Cuando regresó a Menfis, empezaba el descenso de las aguas y los labradores preparaban la siembra.
—Ni siquiera pareces agotado —observó Nefertari.
—¿Cómo experimentar fatiga cuando uno comulga con su pueblo? Tú pareces abatida.
—Un malestar…
—¿Qué han dicho los médicos?
—Que debía guardar cama para esperar un parto normal.
—¿Por qué estás en pie?
—En tu ausencia, debía…
—Hasta el parto no volveré a abandonar Menfis.
—¿Y tu gran proyecto?
Ramsés pareció contrariado.
—¿Me concederás… un breve viaje?
La reina sonrió.
—¿Qué le puedo negar al faraón?
—¡Qué bella es esta tierra, Nefertari! Recorriéndola me he dado cuenta de que era un milagro del cielo, la hija del agua y del sol. En ella se concilian la fuerza de Horus y la belleza de Hator. Debemos ofrecerle cada segundo de nuestra vida; tú y yo no hemos nacido para gobernarla, sino para servirla.
—Yo también lo creo.
—¿Qué quieres decir?
—Servir es el acto más noble que un ser humano puede realizar. Es por él, y sólo por él, como se llega a alcanzar la plenitud. Hem, «el servidor»… Esta sublime palabra ¿no designa a la vez al hombre más modesto, al destajista de una cantera o al obrero agrícola, y al hombre más poderoso, al faraón, servidor de los dioses y de su pueblo? Desde la coronación he vislumbrado otra realidad. Ni tú ni yo podemos contentarnos con servir. También tenemos que dirigir, orientar, manejar el timón que permitirá a la nave del Estado ir en la buena dirección. Nadie puede hacerlo en nuestro lugar.
El rey se entristeció.
—Cuando mi padre murió, tuve la misma sensación. ¡Qué bueno era sentir la presencia de un ser superior, capaz de guiar, aconsejar y ordenar! Gracias a él, ninguna dificultad era insuperable, ninguna desdicha irremediable.

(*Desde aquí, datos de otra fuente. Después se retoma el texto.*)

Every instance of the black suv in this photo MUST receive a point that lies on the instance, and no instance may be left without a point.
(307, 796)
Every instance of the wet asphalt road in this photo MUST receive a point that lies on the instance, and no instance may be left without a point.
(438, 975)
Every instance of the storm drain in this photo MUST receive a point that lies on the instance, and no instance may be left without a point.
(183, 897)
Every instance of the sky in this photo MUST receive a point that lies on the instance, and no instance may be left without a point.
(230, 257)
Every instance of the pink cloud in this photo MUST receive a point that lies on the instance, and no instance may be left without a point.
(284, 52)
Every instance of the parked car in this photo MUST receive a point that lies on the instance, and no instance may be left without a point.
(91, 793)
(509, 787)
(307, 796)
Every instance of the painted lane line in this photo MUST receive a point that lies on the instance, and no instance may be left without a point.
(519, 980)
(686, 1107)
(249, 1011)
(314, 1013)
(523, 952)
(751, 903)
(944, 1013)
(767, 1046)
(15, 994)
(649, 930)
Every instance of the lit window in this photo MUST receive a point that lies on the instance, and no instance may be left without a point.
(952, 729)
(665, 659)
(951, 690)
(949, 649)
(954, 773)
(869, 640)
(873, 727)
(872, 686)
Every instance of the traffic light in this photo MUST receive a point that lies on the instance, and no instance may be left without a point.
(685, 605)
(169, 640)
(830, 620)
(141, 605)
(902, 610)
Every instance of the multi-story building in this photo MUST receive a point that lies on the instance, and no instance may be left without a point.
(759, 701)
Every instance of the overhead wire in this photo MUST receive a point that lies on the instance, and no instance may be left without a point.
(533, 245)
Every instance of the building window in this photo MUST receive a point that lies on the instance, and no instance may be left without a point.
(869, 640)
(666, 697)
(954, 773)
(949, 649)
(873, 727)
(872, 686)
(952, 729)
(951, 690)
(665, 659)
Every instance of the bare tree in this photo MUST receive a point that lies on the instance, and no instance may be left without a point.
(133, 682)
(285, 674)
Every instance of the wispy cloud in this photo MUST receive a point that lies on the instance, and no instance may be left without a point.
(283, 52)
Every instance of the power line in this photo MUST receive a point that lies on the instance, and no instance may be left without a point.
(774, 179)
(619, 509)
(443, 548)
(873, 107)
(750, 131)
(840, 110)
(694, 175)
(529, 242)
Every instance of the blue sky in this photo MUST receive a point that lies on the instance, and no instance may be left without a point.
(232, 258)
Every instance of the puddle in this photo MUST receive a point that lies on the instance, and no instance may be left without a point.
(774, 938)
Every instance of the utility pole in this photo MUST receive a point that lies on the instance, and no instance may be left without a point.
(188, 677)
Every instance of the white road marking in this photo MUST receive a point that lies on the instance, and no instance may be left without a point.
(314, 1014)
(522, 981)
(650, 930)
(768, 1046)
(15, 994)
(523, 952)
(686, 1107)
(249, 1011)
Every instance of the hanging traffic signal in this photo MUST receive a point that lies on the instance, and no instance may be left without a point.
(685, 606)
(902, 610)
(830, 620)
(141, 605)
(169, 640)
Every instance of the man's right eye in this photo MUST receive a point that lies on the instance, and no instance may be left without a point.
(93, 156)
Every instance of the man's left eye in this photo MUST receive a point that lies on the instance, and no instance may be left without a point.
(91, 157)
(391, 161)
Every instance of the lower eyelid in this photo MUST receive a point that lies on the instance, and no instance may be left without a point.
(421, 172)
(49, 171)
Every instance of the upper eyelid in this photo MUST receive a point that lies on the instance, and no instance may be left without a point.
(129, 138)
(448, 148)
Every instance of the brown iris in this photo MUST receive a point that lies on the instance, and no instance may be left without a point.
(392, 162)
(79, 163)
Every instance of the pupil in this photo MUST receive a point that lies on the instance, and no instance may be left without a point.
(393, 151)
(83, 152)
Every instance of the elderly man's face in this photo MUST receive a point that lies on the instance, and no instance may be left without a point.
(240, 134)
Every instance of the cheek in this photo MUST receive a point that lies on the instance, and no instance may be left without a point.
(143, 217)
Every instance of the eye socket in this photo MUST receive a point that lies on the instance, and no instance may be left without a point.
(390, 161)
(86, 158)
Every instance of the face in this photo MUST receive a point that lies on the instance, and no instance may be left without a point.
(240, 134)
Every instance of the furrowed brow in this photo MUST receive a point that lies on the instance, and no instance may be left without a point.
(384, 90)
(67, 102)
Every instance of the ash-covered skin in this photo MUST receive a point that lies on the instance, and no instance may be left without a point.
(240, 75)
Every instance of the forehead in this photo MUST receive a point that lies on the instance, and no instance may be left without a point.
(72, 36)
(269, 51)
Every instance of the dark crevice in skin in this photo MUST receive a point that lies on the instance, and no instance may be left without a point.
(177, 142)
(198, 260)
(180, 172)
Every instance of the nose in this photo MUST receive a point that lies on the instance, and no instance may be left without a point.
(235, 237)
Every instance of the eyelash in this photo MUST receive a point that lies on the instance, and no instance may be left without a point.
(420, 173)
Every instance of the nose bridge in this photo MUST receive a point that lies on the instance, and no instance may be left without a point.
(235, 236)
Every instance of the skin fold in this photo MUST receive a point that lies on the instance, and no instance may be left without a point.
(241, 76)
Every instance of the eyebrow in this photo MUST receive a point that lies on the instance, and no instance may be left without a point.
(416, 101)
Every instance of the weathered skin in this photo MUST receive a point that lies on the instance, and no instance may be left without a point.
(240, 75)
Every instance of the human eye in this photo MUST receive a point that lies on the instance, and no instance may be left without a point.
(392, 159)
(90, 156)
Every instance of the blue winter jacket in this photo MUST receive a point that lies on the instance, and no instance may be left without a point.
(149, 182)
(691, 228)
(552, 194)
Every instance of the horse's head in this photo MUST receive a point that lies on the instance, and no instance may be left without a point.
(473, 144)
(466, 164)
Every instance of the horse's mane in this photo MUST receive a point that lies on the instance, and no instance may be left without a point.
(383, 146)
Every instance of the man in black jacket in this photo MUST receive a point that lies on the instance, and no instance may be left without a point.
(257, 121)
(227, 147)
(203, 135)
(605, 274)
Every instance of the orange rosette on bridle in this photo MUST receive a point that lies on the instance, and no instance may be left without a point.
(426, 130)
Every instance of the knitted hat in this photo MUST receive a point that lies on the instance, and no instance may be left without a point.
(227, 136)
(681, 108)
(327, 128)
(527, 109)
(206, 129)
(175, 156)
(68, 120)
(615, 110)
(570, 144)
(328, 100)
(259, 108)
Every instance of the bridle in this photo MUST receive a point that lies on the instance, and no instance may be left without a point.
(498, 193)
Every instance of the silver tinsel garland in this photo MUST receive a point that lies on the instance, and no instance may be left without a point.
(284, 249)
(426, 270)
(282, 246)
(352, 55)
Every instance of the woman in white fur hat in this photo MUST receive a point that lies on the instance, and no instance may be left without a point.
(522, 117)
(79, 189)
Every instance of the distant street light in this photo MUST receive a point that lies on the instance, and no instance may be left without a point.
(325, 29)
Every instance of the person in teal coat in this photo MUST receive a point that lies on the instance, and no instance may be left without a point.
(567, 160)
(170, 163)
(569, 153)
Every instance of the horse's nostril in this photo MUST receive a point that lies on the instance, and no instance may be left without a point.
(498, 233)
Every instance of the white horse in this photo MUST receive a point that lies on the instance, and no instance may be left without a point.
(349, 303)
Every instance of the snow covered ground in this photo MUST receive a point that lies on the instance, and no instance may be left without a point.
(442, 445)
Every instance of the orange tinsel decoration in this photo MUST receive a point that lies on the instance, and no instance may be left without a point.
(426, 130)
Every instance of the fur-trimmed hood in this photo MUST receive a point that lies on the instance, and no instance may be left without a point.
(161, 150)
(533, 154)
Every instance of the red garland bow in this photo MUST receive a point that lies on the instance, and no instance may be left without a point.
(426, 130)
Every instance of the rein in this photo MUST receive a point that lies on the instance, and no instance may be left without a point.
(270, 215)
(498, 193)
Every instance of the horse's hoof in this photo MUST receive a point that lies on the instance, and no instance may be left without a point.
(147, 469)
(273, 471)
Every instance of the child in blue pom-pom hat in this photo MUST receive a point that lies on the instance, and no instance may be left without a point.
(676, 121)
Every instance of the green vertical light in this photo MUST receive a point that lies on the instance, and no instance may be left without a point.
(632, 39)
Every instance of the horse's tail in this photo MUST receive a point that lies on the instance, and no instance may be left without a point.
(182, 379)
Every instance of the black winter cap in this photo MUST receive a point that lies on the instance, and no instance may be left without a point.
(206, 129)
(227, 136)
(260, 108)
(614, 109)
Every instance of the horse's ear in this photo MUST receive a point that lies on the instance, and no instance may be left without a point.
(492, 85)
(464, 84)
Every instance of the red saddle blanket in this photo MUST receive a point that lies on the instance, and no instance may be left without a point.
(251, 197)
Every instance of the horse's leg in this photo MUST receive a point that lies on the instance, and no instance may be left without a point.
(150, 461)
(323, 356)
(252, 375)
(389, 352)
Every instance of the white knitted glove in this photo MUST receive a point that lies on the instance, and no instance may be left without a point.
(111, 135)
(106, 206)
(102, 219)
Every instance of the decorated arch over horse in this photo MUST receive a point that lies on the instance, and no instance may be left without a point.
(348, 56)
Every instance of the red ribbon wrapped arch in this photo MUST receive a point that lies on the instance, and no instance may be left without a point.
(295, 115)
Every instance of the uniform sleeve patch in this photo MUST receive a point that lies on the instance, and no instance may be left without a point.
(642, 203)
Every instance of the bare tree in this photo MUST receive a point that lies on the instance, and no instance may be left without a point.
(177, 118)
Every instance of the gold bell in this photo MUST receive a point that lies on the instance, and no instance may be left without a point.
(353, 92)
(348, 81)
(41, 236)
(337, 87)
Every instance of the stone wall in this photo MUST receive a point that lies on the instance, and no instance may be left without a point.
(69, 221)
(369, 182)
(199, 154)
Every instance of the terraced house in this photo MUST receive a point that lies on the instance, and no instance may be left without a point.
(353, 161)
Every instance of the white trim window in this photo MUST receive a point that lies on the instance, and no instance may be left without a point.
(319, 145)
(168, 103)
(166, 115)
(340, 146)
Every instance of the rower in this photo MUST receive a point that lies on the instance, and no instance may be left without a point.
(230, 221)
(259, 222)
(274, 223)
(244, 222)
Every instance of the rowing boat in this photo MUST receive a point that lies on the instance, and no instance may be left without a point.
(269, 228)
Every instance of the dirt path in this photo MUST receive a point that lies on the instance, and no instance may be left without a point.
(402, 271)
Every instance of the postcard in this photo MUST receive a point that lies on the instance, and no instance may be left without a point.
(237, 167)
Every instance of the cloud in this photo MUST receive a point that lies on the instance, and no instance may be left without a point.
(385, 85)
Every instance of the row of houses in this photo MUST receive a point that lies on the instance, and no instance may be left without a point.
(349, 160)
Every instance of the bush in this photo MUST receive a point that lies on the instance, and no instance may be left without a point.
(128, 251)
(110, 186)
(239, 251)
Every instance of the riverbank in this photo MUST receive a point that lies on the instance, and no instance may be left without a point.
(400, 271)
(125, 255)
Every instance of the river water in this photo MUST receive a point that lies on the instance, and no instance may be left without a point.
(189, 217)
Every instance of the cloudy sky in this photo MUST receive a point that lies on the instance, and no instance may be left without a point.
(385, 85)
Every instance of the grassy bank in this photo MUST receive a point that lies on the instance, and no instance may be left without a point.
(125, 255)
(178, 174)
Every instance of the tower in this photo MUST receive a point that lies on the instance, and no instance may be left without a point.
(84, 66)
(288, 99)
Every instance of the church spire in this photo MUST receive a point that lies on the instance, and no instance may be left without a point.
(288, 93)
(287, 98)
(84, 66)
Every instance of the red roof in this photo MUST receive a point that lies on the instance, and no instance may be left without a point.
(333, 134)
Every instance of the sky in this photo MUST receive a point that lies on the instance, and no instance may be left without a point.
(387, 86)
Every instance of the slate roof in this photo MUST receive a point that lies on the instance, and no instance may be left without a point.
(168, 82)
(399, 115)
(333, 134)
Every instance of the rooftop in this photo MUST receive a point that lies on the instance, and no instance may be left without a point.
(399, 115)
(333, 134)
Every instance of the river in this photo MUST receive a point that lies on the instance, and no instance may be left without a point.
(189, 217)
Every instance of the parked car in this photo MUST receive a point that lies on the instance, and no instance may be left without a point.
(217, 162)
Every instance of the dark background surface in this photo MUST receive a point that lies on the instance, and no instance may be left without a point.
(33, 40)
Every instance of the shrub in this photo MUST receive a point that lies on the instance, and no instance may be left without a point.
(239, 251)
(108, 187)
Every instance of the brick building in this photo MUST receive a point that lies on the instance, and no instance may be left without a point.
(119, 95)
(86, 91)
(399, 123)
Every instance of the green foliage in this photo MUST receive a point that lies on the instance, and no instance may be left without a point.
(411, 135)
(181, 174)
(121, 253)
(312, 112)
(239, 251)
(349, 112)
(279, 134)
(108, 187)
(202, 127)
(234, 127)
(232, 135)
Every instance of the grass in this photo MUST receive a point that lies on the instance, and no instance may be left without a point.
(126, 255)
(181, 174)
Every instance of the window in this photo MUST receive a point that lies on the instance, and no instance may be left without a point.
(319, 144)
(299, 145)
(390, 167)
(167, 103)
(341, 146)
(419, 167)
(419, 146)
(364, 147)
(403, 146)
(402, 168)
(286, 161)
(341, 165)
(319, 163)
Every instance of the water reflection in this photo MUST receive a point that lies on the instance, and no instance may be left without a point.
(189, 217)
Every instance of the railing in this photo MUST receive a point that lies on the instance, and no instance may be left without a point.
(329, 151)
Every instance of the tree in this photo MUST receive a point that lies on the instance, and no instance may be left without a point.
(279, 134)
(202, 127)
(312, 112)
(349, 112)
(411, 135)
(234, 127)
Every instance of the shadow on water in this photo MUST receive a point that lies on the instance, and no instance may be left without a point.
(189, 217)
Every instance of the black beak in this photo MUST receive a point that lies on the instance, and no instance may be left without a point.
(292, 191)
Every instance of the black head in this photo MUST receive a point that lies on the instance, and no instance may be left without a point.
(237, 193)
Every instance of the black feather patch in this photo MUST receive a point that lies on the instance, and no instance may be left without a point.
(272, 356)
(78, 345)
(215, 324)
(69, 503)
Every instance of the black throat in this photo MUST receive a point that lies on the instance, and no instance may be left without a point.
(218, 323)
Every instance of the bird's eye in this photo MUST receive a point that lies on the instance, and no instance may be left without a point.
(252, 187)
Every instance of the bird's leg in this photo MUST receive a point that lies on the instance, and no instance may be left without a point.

—Es lo que tu pueblo espera de ti.
—He contemplado el sol de frente y no me ha quemado los ojos.
—El sol está en ti, Ramsés; da la vida, hace crecer las plantas, los animales y a los humanos, pero también puede desecar y matar si se vuelve demasiado violento.
—El desierto está quemado por el sol, ¡pero no carece de vida!
—El desierto es el más allá en la tierra, los humanos no edifican sus casas en él. Allí sólo se construyen las moradas eternas que atravesarán las generaciones y agotarán el tiempo. ¿Acaso el faraón no se siente tentado de sumergir su pensamiento en el desierto olvidando a los hombres?
—Mi padre era un hombre del desierto.
—Todo faraón debe serlo, pero su mirada también debe hacer florecer el Valle.
Ramsés y Nefertari disfrutaron juntos de la paz de la tarde, mientras los rayos del ocaso doraban el obelisco único de Heliópolis.